Aside from a two-part novella from BCS (which was just a flash away from counting as a novel), July was a relatively light month in the webzine world. The number of noteworthy stories is also light, but Clarkesworld continued its resurgence with a July issue that was probably even better overall than the June (though each had a standout story), Ellen Datlow picked another for Tor.com, and some other zines also contributed particularly good work.
In addition (and not unrelated) to the Clarkesworld streak, June’s preponderance of SF over F continued in July.
The numbers for this month were thirty-five stories from eleven prozines, of which I read thirty-two of 178K words.
- “Last Chance” by Nicole Kornher-Stace, Clarkesworld, novelette (rec)
- “The Martian Obelisk” by Linda Nagata, Tor.com, short story (rec)
- “Good News” by Jack McDevitt, Nature, short story
- “The Law of Conservation of Data” by John Grant, Lightspeed, novelette
- “The Significance of Significance” by Robert Reed, Clarkesworld, short story
- “Fallow” by Ashley Blooms, Shimmer (May 2017), short story
I mentioned the Reed in the recommendation of the Kornher-Stace story. The McDevitt is a flash on environmental messes and overpopulation. The Grant is a kind of Egan-esque (or anti-Egan-esque) second-person tale with data stream people squirting around black holes except that it’s not supposed to be even better than the real thing.

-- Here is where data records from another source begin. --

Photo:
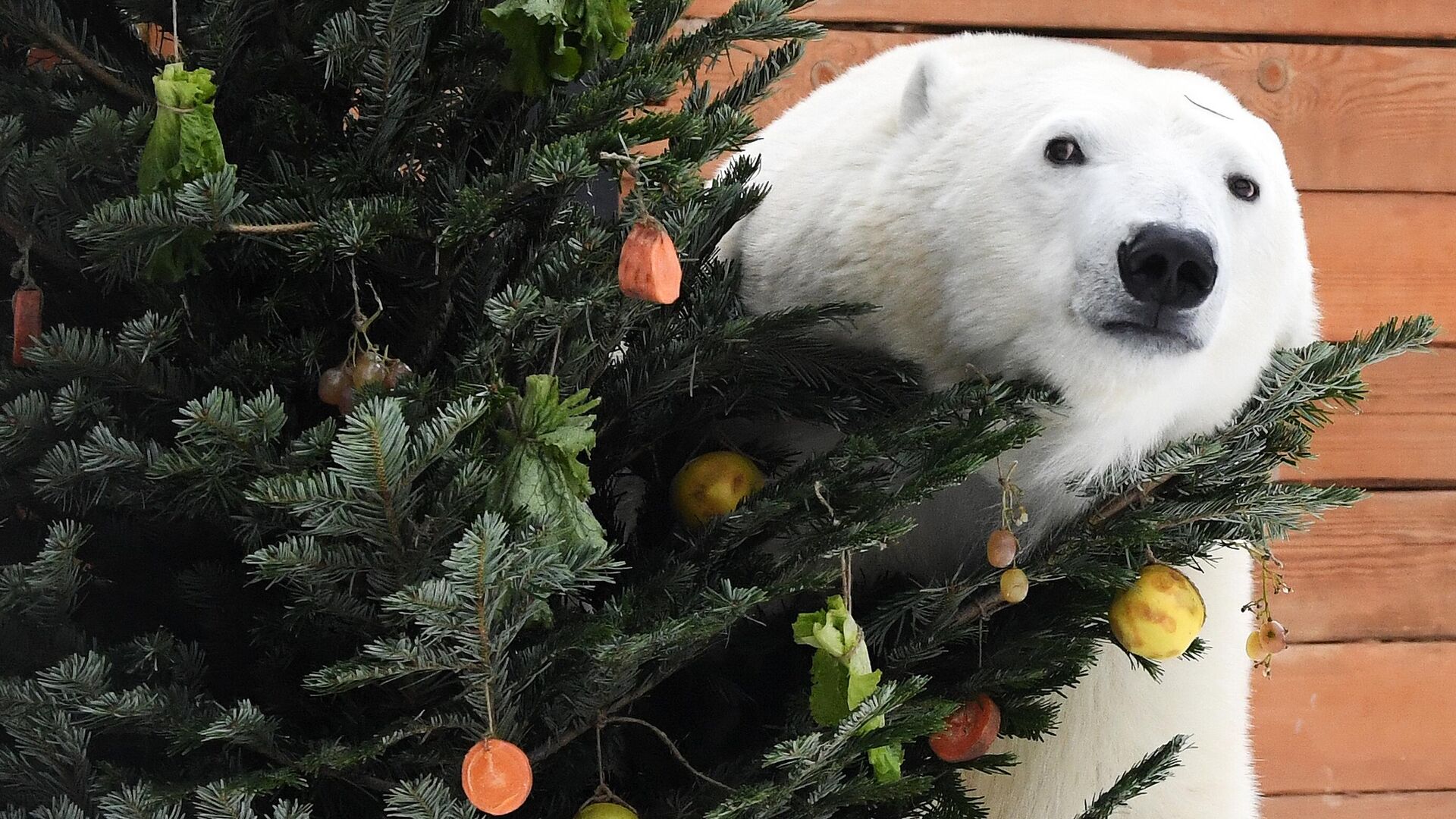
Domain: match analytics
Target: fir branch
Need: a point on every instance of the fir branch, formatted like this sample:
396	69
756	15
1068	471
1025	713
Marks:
64	47
1152	770
25	237
267	229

Because Ashley Blooms’ story seemed so weird, I decided to look for anything else out there that would indicate whether this was an exception or a rule. Turns out she has two other stories and I was able to read “Fallow,” which gets a belated honorable mention. It indicates the weirdness could be a rule, though “Fallow” is a little more generically “literary” somehow and less boldly idiosyncratic.